Exact dates can be specified in ISO 8601 format. The time is optional. Aliases for today, yesterday and tomorrow exist.

two_digits = digit digit

offset = "+" two_digits two_digits
time   = two_digits (":" two_digits (":" two_digits offset?)?)?

exact_date =
  two_digits two_digits ("-" two_digits ("-" two_digits ("T" time)?)?)? |
  "today"                 |
  "yesterday"             |
  "tomorrow"              |

As you see, specifying only a year, a year and a month, a date, a date with an hour, an date with an hour and a minute or a complete year-to-second is possible as well as specifying an offset ("+0200" for example).

Expressions

Expressions are calculations of time. There are different kinds of expressions: Simple adding and subtracting of time amounts,

amount_expression     = amount (operator amount_expression)?
exact_date_expression = exact_date (operator amount_expression)?

TimeType

A TimeType is either a date or an amount expression:

timetype = exact_date_expression | amount_expression

That means that a TimeType either represents a specific DateTime or an amount of time (like "Two weeks" for example).

Specifying iterators

An iterator consists of three parts which are explained in the following.

Until

An iterator may have an "until" specification. This tells the iterator when to stop the iteration.

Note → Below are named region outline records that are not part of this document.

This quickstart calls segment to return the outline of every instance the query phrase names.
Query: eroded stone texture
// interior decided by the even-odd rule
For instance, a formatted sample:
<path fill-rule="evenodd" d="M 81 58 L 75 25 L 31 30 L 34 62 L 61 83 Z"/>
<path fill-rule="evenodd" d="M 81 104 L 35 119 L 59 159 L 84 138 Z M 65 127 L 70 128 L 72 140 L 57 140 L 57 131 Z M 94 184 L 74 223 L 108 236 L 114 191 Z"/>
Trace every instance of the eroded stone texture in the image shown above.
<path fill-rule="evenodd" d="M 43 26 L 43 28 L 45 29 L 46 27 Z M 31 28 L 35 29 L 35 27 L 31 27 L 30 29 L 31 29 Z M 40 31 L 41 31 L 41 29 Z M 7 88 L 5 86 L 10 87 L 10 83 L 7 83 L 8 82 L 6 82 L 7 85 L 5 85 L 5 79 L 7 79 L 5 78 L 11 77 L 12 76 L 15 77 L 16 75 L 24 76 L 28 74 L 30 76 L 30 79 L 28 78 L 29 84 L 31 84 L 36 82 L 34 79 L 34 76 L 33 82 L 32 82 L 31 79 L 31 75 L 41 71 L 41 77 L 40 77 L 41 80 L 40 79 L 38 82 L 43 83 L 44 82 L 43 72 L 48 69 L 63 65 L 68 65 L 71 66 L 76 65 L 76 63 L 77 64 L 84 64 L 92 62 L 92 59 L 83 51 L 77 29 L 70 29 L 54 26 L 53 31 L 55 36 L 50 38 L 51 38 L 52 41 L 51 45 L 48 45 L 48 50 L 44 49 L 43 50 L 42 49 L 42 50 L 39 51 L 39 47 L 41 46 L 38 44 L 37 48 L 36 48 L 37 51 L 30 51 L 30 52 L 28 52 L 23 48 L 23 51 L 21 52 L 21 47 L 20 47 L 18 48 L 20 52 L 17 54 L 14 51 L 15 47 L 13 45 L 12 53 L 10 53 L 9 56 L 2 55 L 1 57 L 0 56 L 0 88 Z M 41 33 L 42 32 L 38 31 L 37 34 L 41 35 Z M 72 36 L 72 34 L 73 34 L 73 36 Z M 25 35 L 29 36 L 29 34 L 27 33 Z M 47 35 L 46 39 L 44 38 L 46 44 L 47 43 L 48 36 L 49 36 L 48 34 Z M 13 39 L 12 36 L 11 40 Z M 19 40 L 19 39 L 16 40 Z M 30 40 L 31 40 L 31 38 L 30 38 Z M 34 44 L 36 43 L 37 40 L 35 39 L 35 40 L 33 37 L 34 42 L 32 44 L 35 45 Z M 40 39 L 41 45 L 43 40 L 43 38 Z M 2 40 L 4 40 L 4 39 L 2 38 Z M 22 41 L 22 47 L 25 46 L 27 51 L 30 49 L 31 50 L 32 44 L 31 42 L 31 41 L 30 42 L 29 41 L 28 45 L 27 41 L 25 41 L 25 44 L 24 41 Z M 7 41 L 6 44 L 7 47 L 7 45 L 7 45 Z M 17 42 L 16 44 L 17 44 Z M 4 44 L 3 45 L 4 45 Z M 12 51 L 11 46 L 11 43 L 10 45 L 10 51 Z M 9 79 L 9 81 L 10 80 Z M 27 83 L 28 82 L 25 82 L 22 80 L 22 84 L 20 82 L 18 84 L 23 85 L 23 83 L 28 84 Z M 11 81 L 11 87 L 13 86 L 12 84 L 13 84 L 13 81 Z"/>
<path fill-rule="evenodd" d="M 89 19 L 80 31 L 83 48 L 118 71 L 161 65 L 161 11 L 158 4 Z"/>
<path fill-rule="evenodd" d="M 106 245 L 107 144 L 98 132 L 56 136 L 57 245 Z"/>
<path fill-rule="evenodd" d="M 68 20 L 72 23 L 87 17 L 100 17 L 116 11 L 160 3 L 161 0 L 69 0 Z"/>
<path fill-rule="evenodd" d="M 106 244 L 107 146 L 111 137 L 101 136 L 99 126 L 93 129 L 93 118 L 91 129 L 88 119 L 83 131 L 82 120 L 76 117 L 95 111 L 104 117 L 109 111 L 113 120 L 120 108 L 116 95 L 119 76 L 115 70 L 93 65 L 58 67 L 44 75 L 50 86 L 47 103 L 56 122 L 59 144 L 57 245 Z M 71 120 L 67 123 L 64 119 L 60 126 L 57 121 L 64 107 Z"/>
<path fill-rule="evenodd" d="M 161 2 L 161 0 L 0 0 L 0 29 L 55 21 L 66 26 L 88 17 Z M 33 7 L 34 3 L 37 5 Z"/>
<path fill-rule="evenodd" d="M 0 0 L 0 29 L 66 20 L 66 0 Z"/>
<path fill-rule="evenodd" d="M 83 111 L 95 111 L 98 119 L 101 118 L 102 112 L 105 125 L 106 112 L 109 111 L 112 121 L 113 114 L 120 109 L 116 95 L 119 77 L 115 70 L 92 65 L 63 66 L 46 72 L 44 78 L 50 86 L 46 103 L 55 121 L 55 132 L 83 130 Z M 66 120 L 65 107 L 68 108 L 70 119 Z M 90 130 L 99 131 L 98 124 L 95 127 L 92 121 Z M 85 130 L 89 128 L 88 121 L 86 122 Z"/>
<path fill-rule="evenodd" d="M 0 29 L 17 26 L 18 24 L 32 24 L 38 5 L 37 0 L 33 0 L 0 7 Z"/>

until_spec = "until" exact_date | number "times"

Warning: The "exact_date" in this variant must be specified from year to day. Specifying only the year does not work as expected. This is a known bug.

Iter specification

The "iter specification" tells the iterator in what steps to iterate. Aliases for one of a certain unit exists:

iter_spec =
  "secondly" |
  "minutely" |
  "hourly"   |
  "daily"    |
  "weekly"   |
  "monthly"  |
  "yearly"   |
  number unit

Iterator

The iterator itself is rather simple now:

iterator = date iter_spec until_spec?

If the until_spec is not given, the iterator yields new TimeType objects until it panics.